Question suivie d'autres, tout aussi languissantes :
Pourquoi les personnes âgées auraient-elles seules le droit de trouver du plaisir dans la fumée ? Parce qu'elles ont grandi dedans ? Qu'est-ce que cela veut dire : grandir dans la fumée ? 

Ariane Dayer est beaucoup plus sensée quand elle écrit :

Sans discernement ni sens des nuances, notre trip hygiéniste est imbécile. Qui sommes-nous devenus, qu'avons-nous perdu en route pour prétendre faire ainsi la morale à nos ancêtres par la force ?

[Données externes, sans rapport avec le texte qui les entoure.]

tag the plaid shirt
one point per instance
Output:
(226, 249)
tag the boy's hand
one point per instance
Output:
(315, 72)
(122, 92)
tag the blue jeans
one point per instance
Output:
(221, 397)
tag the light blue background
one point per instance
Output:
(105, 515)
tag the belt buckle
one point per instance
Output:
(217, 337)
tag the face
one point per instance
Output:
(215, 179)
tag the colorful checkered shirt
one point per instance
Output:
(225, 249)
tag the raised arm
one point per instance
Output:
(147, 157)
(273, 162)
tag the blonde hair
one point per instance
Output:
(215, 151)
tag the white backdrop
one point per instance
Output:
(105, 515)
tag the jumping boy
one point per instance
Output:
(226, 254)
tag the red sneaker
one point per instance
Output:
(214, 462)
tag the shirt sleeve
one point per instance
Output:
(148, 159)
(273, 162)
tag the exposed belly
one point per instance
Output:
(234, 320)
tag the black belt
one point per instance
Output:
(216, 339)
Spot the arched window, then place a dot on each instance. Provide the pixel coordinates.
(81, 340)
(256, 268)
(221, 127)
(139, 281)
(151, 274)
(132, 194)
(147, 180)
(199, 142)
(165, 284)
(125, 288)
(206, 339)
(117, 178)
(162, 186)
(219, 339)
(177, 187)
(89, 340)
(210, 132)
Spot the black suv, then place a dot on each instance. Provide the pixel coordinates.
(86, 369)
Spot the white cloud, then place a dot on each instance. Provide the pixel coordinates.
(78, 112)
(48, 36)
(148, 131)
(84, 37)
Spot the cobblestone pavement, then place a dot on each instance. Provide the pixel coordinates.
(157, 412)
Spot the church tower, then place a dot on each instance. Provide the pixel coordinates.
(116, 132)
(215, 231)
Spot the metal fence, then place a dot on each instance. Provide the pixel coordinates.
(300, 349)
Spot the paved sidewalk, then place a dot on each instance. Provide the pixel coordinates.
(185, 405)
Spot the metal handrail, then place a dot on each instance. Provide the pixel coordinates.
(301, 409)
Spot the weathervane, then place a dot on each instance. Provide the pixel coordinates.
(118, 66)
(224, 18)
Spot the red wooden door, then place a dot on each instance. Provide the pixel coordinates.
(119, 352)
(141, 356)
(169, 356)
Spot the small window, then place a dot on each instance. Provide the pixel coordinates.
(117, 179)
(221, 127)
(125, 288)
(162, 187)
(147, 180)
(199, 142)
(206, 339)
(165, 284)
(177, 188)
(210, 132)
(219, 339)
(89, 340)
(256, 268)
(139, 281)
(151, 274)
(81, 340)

Nous avons perdu en route notre discernement - quand je dis nous, je ne me sens pas vraiment visé, modestie mise à part -, notre sens des nuances, notre courage de décider par nous-mêmes. Nous acceptons de plus en plus que notre vie soit entièrement réglémentée par d'autres, personnifiés par l'Etat, qui prétendent savoir mieux que nous-mêmes en quoi réside notre bien.
Je sais bien que la vie n'est pas seulement faite de plaisirs, que, si nous avons des droits, nous avons aussi des devoirs. Mais je me rends bien compte que les degrés de liberté laissés à chacun se réduisent gentiment - plus ou moins - comme une peau de chagrin  et que l'Etat intervient de plus en plus dans notre vie pour la diriger et se passe de plus en plus de notre consentement individuel.
Dans le même ordre d'idées je reçois encore des commentaires au sujet de mon article
Jacques Neirynck aime l'eau du robinet, grand bien lui fasse ! , mis en ligne il y a déjà un an. Je ne les publie plus parce qu'ils ne font que ressasser :

Vous n'avez pas honte de préférer votre petit plaisir égoïste à l'écologie !

Une internaute, qui boit de l'eau en bouteille, parce qu'elle ne peut faire autrement là où elle réside - dans une île espagnole - m'a même écrit que j'étais mesquin envers ce pauvre Jacques Neirynck...
Plutôt que de vouloir interdire l'eau minérale en bouteille, ne devrait-on pas enseigner le réflexe de mettre les bouteilles en PET dans les conteneurs ad hoc, comme je le fais systématiquement ? Car les bouteilles en verre, qu'excepte de sa vindicte Jacques Neirynck, sont lourdes pour ... les personnes âgées et je ne vois pas au nom de quoi tout le monde serait obligé de boire de l'eau du robinet.
Plutôt que d'interdire de fumer des cigarettes dans toujours plus d'endroits, sous le prétexte fallacieux de la fumée passive, ne devrait-on pas laisser les fumeurs prendre leur plaisir et leur responsabilité en connaissance de cause et les propriétaires de lieux accessibles au public, qui sont en fait des lieux privés, décider de ce que bon leur semble dans leurs établissements ?
Je sais qu'il existe maintenant des lois destinées à lutter contre ce bobard qu'est la fumée passive dans la plupart des cantons. Mais les lois imbéciles, basées sur une imposture, peuvent toujours être défaites par le souverain quand il s'apercevra qu'elles sont au bout du compte plus nuisibles que bénéfiques... et qu'elles empoisonnent la vie.